Hi,

I have a server in my basement running proxmox as a hypervisor, which serves me different services.
On that host is have several lxc containers configured as an exit-node running wireguard for other services.

I'm using tailscale on my phone if i'm on cellular to be able to acces these services, and one wireguard container is configured to serve as an exit node for tailscale. So if i'm connected to tailscale on cellular, all my traffic is routed through vpn. (Not sure of the security aspect of this setup?).

I'm looking into how to obfuscate my wireguard traffic from my ISP, and avoid being flagged for using a vpn by potential Deep Packet Inspection. I've came accros https://github.com/ClusterM/wg-obfuscator, but this needs to be installed on the same network of both peers. Obviously i have no acces to the network of the peer i'm connecting to, as it is a commercial vpn service.

Is there any way someone is aware of how i can obfuscate my wireguard traffic, in the usecase mentioned above, and willing to point me in the right direction?

    r134a by creating excessive noise... that's the only logical thing i know of.. Even though i know you were hoping for something better.

    If you have a lot of noisy devices sending, recieving data and packets through a gateway, you can obfuscate your actions by adding extra traffic at the cost of bandwidth. Idk thsat's what came to mind for me https://en.m.wikipedia.org/wiki/Radio_noise

      nullable
      Thanks for your suggestion and reply!

      I don't think this option would do anything in this case, as my actions are already 'obfuscated' for my ISP, i.e. all data that passes through my ISP is encrypted while using a vpn tunnel.

      I want to obfuscate that i'm actually using a vpn, as now with my current implementation with wireguard, if my ISP would use deep packet inspection, they can see from the headers i'm using a vpn, though not the traffic itself.

      Therefore, i'm not sure generating random data would avoid deep packet inspection in any way.

      r134a You can't obfuscate Wireguard without modifying the unnderlying protocol. You'd need to patch fixed cookie message length, zero bytes on MAC2 etc. Current obfuscation efforts only partially cover this issue and are easy to detect with a smart DPI.

        words
        Is obfuscation with openvpn possible, or does roughly the same apply?

          r134a OpenVPN was hard to detect on outdated DPI systems, but it's easily detectable nowadays.

          Why would you need to circumvent DPI if you're not living under oppressive governments anyway? Wireguard encrypts your traffic perfectly fine, and if you want to reduce the probability of time/disconnect attacks - use a dedicated server somewhere to keep your connections alive. If you're not a criminal doing bad things - you don't need to worry about the DPI.

            Another method is to simply encapsulate your Wireguard traffic into a DPI resistant protocol. Do note that the classical definition of DPI isn't the only method of detecting the VPN usage. In China, they measure the ratio of outbound/inbound connections and block suspicious yet unidentifiable traffic. They don't block suspicious traffic all the time since it disrupts legitimate technical startups, but they know it's suspicious since it doesn't look like a normal connection.
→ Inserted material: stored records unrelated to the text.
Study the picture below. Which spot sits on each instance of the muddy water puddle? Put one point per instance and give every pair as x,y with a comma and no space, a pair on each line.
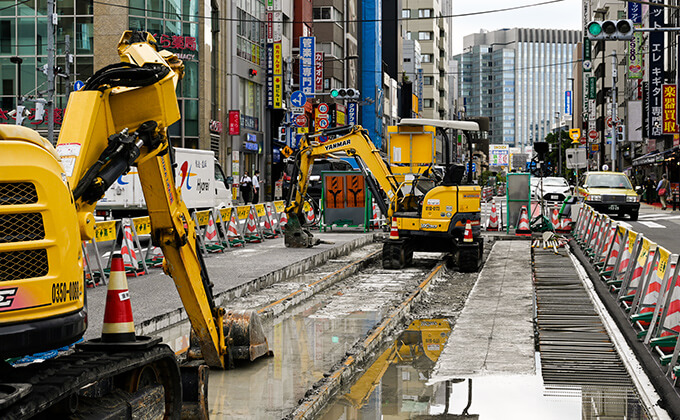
397,386
305,346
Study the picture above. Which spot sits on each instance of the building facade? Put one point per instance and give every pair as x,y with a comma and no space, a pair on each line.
518,78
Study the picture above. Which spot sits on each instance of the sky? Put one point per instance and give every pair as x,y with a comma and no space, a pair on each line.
563,14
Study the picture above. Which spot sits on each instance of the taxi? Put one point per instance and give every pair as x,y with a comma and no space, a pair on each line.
610,193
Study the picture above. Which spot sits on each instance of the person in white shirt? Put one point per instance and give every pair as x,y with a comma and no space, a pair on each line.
256,187
246,187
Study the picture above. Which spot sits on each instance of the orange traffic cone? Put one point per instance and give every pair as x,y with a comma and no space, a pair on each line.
555,219
523,228
565,225
493,218
394,230
118,324
467,236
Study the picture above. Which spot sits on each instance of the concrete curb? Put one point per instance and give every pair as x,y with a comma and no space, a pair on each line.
165,320
276,308
325,389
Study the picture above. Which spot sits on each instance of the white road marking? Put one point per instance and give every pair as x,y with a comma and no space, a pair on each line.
651,224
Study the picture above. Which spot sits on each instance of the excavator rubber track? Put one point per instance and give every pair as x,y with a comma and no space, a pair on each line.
57,383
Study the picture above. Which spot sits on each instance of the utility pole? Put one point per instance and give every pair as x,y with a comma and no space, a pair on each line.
51,51
67,65
614,110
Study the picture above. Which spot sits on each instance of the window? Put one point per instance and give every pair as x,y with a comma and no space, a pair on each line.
327,13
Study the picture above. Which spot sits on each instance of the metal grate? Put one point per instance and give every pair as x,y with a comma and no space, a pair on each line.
17,193
574,344
21,227
614,198
18,265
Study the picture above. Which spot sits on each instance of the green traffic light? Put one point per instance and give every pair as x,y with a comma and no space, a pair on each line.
594,28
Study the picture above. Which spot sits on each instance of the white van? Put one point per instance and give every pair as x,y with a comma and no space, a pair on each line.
198,174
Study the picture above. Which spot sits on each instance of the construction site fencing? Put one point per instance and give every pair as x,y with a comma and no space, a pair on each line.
217,231
642,276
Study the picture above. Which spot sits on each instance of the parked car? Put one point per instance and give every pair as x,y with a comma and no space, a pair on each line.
552,189
611,193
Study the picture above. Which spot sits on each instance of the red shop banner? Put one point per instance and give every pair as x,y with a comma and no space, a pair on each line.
234,123
670,112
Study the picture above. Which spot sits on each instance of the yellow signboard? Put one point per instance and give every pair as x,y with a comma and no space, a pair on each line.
142,225
203,217
575,133
105,231
226,214
242,212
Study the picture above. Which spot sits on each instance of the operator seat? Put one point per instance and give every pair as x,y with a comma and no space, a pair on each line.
454,175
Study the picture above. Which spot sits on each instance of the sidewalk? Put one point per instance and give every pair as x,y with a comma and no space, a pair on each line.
156,303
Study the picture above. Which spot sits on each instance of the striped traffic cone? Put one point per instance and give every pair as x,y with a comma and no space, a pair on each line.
565,225
232,234
309,215
118,323
128,252
212,241
467,236
555,218
523,228
252,235
493,218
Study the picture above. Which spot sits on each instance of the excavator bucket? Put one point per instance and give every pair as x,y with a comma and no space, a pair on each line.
245,336
295,236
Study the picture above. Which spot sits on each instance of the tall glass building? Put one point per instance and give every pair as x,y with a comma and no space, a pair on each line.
518,78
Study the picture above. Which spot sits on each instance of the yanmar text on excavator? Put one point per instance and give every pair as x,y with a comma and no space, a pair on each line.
427,211
47,198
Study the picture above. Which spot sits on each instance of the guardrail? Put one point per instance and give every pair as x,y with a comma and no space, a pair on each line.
217,230
644,280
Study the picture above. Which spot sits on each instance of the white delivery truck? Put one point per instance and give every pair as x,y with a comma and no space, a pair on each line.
198,175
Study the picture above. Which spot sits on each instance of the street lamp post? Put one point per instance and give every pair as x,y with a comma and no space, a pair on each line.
18,60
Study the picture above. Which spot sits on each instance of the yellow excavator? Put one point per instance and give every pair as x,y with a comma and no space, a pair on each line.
428,213
47,198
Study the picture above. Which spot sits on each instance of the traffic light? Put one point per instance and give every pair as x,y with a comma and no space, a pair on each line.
610,30
620,132
345,93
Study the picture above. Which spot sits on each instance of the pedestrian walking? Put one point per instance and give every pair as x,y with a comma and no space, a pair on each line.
246,187
663,189
256,187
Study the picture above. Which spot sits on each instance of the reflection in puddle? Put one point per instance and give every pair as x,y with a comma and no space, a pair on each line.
305,346
395,387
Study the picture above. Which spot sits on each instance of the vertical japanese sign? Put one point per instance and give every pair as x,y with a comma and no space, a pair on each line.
655,77
567,103
234,123
635,45
669,109
352,113
277,76
270,75
318,71
307,47
419,89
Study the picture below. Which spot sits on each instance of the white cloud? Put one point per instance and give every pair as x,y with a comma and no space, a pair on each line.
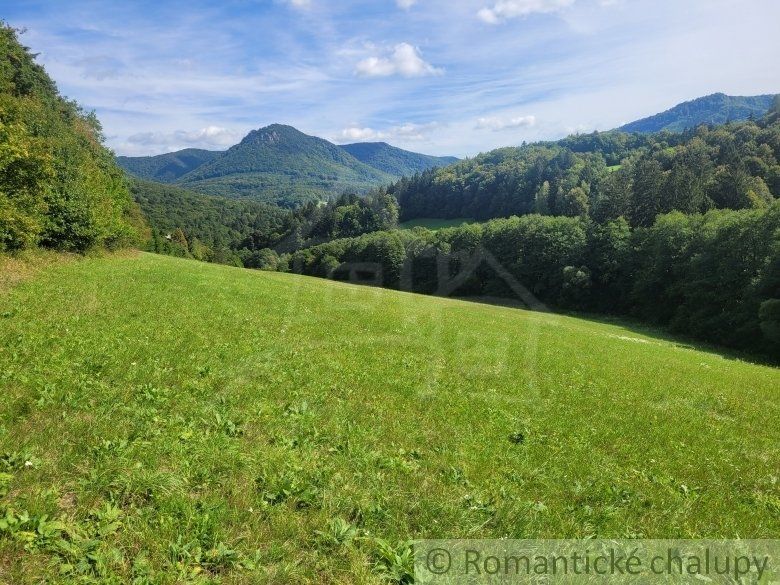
506,9
496,124
405,60
405,132
357,134
209,137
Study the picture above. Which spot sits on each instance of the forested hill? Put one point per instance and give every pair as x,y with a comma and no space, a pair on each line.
607,175
59,187
395,161
717,108
166,168
281,165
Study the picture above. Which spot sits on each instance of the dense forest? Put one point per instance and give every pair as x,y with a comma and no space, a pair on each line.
607,175
247,233
717,108
714,276
59,187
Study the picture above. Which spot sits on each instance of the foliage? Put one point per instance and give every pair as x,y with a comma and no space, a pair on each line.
147,446
606,176
395,161
717,108
59,187
215,227
711,276
278,164
166,168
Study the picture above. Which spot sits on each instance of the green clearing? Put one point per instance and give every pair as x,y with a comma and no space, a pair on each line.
168,421
434,223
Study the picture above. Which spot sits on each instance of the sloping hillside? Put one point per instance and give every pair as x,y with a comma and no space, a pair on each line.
395,161
282,165
59,186
166,168
717,108
171,421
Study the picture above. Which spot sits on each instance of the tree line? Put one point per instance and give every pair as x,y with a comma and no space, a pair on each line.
714,276
608,175
59,187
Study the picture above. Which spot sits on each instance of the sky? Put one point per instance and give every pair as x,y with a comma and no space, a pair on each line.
444,77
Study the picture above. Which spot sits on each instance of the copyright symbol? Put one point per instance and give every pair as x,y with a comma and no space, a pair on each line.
438,561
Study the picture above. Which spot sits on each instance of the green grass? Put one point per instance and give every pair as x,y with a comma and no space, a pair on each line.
434,223
170,421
You also can't verify the effectiveness of anti DPI measures in EU since they don't prohibit the VPN usage yet. This topic is very complex and, truth be told, there's no real solution against time correlation/dpi related attacks.

              words i've read me into it before posting, admittedly, on a surface level.
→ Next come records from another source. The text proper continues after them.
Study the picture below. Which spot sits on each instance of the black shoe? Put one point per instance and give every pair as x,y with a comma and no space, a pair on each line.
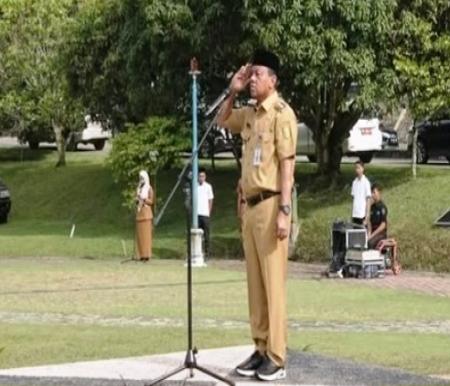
269,371
250,365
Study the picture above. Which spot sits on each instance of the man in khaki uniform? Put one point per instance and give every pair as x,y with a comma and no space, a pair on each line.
268,129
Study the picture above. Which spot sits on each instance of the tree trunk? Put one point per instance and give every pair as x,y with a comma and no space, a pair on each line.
60,144
329,155
414,154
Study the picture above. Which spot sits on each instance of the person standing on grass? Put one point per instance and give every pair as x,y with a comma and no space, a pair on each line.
268,129
361,194
205,198
144,217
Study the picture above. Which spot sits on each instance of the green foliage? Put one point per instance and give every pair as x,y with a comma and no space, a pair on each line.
128,60
33,91
152,146
423,56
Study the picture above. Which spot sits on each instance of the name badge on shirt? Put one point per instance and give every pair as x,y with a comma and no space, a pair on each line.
257,155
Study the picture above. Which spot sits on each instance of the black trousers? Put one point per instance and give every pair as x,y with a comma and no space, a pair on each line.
203,223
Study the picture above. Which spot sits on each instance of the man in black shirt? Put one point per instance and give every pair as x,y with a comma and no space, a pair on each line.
378,218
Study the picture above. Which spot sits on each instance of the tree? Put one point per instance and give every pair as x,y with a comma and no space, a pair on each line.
34,90
340,58
128,59
423,55
152,146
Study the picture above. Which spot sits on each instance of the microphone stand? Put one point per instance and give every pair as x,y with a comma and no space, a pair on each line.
190,362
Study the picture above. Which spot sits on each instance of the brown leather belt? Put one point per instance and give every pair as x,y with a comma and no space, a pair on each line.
256,199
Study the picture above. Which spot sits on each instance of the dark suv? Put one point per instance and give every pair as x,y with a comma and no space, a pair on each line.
5,202
433,138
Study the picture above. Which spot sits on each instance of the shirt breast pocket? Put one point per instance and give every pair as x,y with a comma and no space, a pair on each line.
267,143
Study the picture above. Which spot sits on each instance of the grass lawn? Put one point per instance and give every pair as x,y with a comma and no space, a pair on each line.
47,201
54,310
64,299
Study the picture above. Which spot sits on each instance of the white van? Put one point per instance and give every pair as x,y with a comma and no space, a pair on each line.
93,133
365,139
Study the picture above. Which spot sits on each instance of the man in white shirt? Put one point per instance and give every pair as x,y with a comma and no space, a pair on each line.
362,194
205,198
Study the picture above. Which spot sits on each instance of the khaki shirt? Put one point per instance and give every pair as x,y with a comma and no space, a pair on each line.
269,135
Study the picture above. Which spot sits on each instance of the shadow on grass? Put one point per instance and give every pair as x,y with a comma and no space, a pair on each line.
21,154
120,287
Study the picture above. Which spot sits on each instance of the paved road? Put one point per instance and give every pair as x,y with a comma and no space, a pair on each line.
303,369
8,142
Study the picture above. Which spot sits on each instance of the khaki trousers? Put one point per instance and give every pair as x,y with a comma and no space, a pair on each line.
266,258
144,238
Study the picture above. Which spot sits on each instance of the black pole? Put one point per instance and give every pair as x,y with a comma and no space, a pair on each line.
190,362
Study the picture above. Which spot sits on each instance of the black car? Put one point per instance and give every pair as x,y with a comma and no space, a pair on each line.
220,140
389,138
433,138
5,202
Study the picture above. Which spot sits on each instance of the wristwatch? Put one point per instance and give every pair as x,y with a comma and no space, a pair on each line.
286,209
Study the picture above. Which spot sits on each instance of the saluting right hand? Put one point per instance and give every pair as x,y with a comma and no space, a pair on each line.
240,79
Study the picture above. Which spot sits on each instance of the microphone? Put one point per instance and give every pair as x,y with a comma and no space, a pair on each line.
225,94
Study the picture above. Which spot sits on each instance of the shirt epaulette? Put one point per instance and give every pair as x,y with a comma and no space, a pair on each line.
280,105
              To my current understanding, there are solutions, as u mentioned like encapsulating the packets into another protocol, like https. But for these solutions the encapsulation needs to be reverted before reaching the receiving peer as far as i understand. Those are not an option currently with my commercial vpn service.

              The more i read into this, i agree this topic is very complex. And there's probably no 'solution' in my specific use case.

              There's currently no need to accomplish this, but i like to learn and try new things, hence this attempt. I've asked my vpn provider aswell now and they suggested openvpn over tcp and port 4443.

              I will dig some deeper into this matter, thanks for responding.

              Wireguard and its variants are under heavy QoS from my ISP along with other UDP-based VPN. People use udp2raw to initially bypass it.

              words If you're not a criminal doing bad things - you don't need to worry

              But that's the mindset you shouldn't have. Who decides if you're a criminal doing bad things?